A weight and a glass of water stand on a scale. Compare the reading of the scale $P$ with the reading of the weights in the following cases:
1) the kettlebell is suspended by a thread from an external tripod and is submerged in water ($P_{1}$);
2) the suspension is broken and the kettlebell begins to sink ($P_{2}$).
Decision:
The suspension will act on the system with some upward force. Carrying out reasoning similar to the solution of Problem 51, it is easy to obtain that the reading of the weights in this case decreases: $P_{1} < P$.
After the suspension breaks, the action of the external force ceases, but the center of mass of the system moves accelerated downward, hence $P_{2} < P$. To compare the values of $P_{1}$ and $P_{2}$, consider the forces acting on a glass of water in two cases. In the first case, the beaker of water is acted on by the downward force of gravity mg, the upward force $P_{1}$ and the downward force of pressure from the kettlebell, which is equal numerically to the hydrostatic force pressure on the weight $F_{A}$. The center of mass of the beaker of water is stationary, hence,
$P_{1}=mg+F_{A}$.
In the second case, the same gravity force, support reaction force $P_{2}$ and some pressure force from the kettlebell $F_{A}^{\prime}$ act. It is easy to show that $F_{A}^{\prime}>F_{A}$.Indeed, the kettlebell on the suspension was pressing on the surrounding water, and the water was in a stationary state.At the moment of collapse, the kettlebell begins to move downward at an accelerated rate and displace the nearby water layers in the same direction, hence the force of the kettlebell's pressure on the water must increase.Under the action of all the forces the center of mass of the water in the beaker moves upwards, hence $P_{2}>mg+ F_{A}^{\prime}>mg+F_{A}=P_{1}$.
The final result is $P>P_{2}>P_{1}$.
1) the kettlebell is suspended by a thread from an external tripod and is submerged in water ($P_{1}$);
2) the suspension is broken and the kettlebell begins to sink ($P_{2}$).
Decision:
The suspension will act on the system with some upward force. Carrying out reasoning similar to the solution of Problem 51, it is easy to obtain that the reading of the weights in this case decreases: $P_{1} < P$.
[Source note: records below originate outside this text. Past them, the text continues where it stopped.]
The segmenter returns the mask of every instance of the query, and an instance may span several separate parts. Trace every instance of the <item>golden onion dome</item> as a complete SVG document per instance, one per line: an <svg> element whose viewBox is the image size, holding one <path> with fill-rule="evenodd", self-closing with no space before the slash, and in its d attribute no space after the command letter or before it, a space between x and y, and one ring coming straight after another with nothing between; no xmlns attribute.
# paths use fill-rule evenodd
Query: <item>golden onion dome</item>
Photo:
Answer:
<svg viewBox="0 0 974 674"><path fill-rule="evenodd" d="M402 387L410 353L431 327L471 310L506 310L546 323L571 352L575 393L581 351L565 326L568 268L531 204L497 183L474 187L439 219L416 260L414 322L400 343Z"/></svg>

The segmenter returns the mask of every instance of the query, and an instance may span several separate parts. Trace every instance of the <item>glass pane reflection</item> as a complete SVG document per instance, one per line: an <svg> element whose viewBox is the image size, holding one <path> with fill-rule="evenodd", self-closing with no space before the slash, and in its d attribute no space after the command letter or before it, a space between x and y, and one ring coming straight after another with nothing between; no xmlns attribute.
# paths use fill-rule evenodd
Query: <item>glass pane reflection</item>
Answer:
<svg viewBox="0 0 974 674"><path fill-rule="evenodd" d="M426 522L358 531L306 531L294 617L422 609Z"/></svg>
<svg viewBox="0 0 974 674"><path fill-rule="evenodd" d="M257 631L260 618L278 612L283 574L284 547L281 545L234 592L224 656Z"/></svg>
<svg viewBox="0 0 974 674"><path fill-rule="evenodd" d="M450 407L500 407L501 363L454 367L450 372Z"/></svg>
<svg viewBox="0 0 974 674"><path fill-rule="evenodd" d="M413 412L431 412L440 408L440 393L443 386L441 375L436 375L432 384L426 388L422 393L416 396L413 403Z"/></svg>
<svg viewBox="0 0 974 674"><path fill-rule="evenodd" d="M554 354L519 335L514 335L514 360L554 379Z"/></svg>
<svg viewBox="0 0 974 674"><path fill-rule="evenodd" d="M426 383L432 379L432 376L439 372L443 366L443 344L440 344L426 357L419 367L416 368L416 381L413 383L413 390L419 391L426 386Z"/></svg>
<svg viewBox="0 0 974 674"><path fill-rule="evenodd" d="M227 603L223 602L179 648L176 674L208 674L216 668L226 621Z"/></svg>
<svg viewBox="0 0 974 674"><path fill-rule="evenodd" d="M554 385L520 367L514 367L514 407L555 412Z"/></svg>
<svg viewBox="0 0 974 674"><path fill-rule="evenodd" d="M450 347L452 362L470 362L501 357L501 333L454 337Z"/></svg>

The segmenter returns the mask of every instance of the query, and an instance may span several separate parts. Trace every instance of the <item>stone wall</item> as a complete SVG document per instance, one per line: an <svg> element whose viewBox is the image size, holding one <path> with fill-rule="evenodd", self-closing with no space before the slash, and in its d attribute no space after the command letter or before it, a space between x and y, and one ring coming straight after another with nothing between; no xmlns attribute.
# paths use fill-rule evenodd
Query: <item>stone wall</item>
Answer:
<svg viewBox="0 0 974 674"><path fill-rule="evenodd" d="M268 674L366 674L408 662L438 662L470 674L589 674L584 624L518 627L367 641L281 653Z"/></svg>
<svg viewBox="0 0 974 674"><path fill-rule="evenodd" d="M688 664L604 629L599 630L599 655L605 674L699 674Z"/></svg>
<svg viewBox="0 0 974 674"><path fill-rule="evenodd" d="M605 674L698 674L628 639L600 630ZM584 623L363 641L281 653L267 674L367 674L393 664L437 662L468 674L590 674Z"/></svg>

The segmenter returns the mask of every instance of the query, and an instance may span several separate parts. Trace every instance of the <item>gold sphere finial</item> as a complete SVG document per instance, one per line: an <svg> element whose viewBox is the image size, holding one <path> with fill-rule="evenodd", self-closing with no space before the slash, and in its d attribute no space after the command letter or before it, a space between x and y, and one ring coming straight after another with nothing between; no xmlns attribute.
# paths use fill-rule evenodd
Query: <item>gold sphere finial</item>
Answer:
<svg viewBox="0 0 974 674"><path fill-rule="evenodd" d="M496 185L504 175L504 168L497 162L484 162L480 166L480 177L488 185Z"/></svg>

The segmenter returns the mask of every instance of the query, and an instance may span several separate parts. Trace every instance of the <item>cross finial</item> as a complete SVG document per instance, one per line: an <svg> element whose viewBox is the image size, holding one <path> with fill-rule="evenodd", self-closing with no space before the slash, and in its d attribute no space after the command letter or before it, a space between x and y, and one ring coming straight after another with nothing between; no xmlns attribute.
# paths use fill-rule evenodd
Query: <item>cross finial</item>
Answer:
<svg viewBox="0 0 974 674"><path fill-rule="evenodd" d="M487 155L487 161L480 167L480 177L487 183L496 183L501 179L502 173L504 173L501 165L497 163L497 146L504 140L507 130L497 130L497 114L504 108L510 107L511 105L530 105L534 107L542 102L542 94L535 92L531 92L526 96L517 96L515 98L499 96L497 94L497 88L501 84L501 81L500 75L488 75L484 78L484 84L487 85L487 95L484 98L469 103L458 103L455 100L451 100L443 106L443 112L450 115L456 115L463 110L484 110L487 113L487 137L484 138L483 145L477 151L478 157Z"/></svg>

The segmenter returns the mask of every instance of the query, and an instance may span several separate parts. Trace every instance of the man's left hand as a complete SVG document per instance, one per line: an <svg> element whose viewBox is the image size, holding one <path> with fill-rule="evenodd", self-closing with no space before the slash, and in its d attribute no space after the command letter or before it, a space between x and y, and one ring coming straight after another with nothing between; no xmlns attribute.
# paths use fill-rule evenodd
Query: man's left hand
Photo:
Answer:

After the suspension breaks, the action of the external force ceases, but the center of mass of the system moves accelerated downward, hence $P_{2} < P$. To compare the values of $P_{1}$ and $P_{2}$, consider the forces acting on a glass of water in two cases. In the first case, the beaker of water is acted on by the downward force of gravity mg, the upward force $P_{1}$ and the downward force of pressure from the kettlebell, which is equal numerically to the hydrostatic force pressure on the weight $F_{A}$. The center of mass of the beaker of water is stationary, hence,
$P_{1}=mg+F_{A}$.
In the second case, the same gravity force, support reaction force $P_{2}$ and some pressure force from the kettlebell $F_{A}^{\prime}$ act. It is easy to show that $F_{A}^{\prime}>F_{A}$.Indeed, the kettlebell on the suspension was pressing on the surrounding water, and the water was in a stationary state.At the moment of collapse, the kettlebell begins to move downward at an accelerated rate and displace the nearby water layers in the same direction, hence the force of the kettlebell's pressure on the water must increase.Under the action of all the forces the center of mass of the water in the beaker moves upwards, hence $P_{2}>mg+ F_{A}^{\prime}>mg+F_{A}=P_{1}$.
The final result is $P>P_{2}>P_{1}$.